Sunderland City Council (25 002 332)
Category : Transport and highways > Parking and other penalties
Decision : Closed after initial enquiries
Decision date : 08 Jul 2025
The Ombudsman's final decision:
Summary: We will not investigate this complaint about a dropped kerb because any injustice is not significant enough to justify investigation.
The complaint
- Mr Y complained the Council approved and installed a dropped kerb without proper consideration of the loss of parking this would cause on his road.
- Mr Y says this has reduced visitor parking on the road and other residents are parking on paths due to the loss of parking space.
The Ombudsman’s role and powers
- We investigate complaints about ‘maladministration’ and ‘service failure’, which we call ‘fault’. We must also consider whether any fault has had an adverse impact on the person making the complaint, which we call ‘injustice’. We provide a free service, but must use public money carefully. We do not start or continue an investigation if we decide any injustice is not significant enough to justify our involvement. (Local Government Act 1974, section 24A(6), as amended, section 34(B))

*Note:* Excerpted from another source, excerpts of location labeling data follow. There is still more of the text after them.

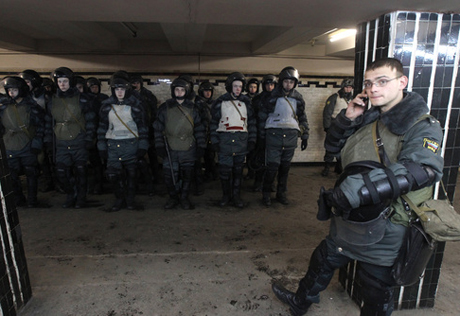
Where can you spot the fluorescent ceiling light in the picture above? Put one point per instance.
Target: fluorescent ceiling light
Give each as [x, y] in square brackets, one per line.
[341, 34]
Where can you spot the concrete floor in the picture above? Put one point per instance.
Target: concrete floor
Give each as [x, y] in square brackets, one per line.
[206, 261]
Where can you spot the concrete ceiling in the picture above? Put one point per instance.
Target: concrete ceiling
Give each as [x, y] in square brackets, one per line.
[183, 27]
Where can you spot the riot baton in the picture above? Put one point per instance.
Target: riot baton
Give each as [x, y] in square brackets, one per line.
[170, 161]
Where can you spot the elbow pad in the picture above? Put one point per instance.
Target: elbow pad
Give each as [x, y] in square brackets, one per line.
[392, 186]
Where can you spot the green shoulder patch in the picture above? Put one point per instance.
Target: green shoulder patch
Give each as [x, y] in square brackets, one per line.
[431, 145]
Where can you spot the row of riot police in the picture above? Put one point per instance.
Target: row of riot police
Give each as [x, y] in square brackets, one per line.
[77, 126]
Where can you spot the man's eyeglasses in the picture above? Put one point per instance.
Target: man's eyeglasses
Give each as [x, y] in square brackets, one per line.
[378, 83]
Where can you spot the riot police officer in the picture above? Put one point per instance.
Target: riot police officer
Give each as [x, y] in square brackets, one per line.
[122, 139]
[370, 200]
[282, 120]
[22, 128]
[70, 134]
[233, 135]
[179, 140]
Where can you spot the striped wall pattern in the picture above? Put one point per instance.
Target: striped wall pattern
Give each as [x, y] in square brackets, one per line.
[15, 288]
[428, 46]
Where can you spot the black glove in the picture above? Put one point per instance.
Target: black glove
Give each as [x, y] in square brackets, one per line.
[200, 152]
[49, 148]
[141, 153]
[89, 145]
[161, 152]
[337, 199]
[103, 154]
[251, 146]
[304, 144]
[35, 151]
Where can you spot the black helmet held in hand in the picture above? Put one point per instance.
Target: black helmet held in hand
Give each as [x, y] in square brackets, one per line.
[363, 213]
[180, 82]
[64, 72]
[236, 76]
[17, 83]
[120, 79]
[205, 85]
[289, 73]
[32, 76]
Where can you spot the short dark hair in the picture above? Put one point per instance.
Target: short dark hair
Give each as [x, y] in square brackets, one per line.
[392, 63]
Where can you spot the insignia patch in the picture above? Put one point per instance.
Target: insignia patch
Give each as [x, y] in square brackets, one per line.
[431, 145]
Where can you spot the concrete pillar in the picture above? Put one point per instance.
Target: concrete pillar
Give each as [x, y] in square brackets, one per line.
[428, 46]
[15, 288]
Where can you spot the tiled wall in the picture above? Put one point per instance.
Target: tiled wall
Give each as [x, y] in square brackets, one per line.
[15, 289]
[428, 46]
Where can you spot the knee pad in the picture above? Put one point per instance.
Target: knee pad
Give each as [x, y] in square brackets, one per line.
[62, 172]
[273, 167]
[113, 175]
[81, 170]
[131, 171]
[225, 172]
[31, 171]
[377, 296]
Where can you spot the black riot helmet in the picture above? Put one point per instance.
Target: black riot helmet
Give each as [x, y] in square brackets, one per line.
[79, 80]
[236, 76]
[347, 82]
[268, 79]
[33, 77]
[120, 79]
[137, 78]
[49, 85]
[205, 85]
[363, 213]
[180, 82]
[253, 81]
[64, 72]
[93, 81]
[289, 73]
[17, 83]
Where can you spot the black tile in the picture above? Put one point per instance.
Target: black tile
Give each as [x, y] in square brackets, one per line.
[409, 32]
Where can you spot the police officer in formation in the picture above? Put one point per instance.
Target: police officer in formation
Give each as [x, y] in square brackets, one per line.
[258, 158]
[226, 126]
[282, 120]
[233, 135]
[40, 95]
[203, 102]
[334, 104]
[69, 135]
[370, 192]
[22, 127]
[122, 139]
[179, 141]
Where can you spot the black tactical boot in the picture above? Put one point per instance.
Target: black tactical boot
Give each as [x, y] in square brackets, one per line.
[118, 205]
[186, 181]
[269, 178]
[69, 201]
[266, 199]
[32, 185]
[82, 187]
[283, 173]
[172, 202]
[297, 301]
[226, 181]
[131, 184]
[237, 176]
[325, 171]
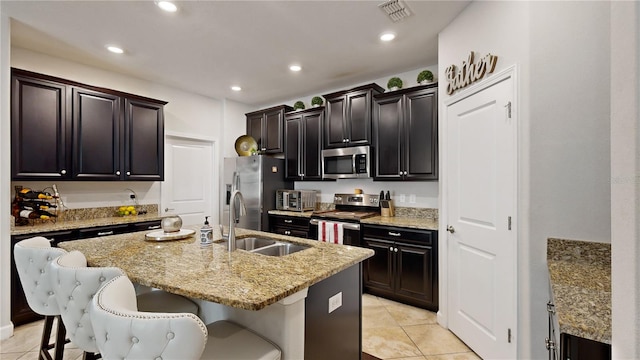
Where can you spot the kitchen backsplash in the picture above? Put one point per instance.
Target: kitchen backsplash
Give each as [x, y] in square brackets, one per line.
[428, 213]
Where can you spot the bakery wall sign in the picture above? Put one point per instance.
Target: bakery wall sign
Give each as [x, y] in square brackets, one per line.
[470, 72]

How I considered this complaint
- I considered information Mr Y and the Council provided and the Ombudsman’s Assessment Code.
My assessment
- As part of its complaint handling process, the Council partially upheld Mr Y’s complaint as not all details which should have been included in the consideration of the application were included. It apologised and agreed to review its process for dropped kerb applications, to which it would consider any suggestions Mr Y may wish to make to improve the process. It also provided further training to the staff member involved and apologised.
- Our role is to consider complaints where the person bringing the complaint has suffered significant personal injustice as a direct result of the actions or inactions of the organisation. This means we will normally only investigate a complaint where the complainant has suffered a serious loss, harm or distress as a direct result of faults or failures. We will not normally investigate a complaint where the alleged loss of injustice is not a serious or significant matter.
- In this case, the application may still have been approved, even if the information had been included about the layby outside Mr Y and the applicant’s properties. Further parking is not a right, and while parking on the road may have been reduced, there are several places to park in the area for visitors. While this may at times cause some mild inconvenience to Mr Y, we would not consider this a serious loss, harm or distress which would warrant use of public resources to investigate. As any injustice is not significant enough to justify investigation, we will not investigate this complaint.
Final decision
- We will not investigate Mr Y’s complaint because any injustice is not significant enough to justify our involvement.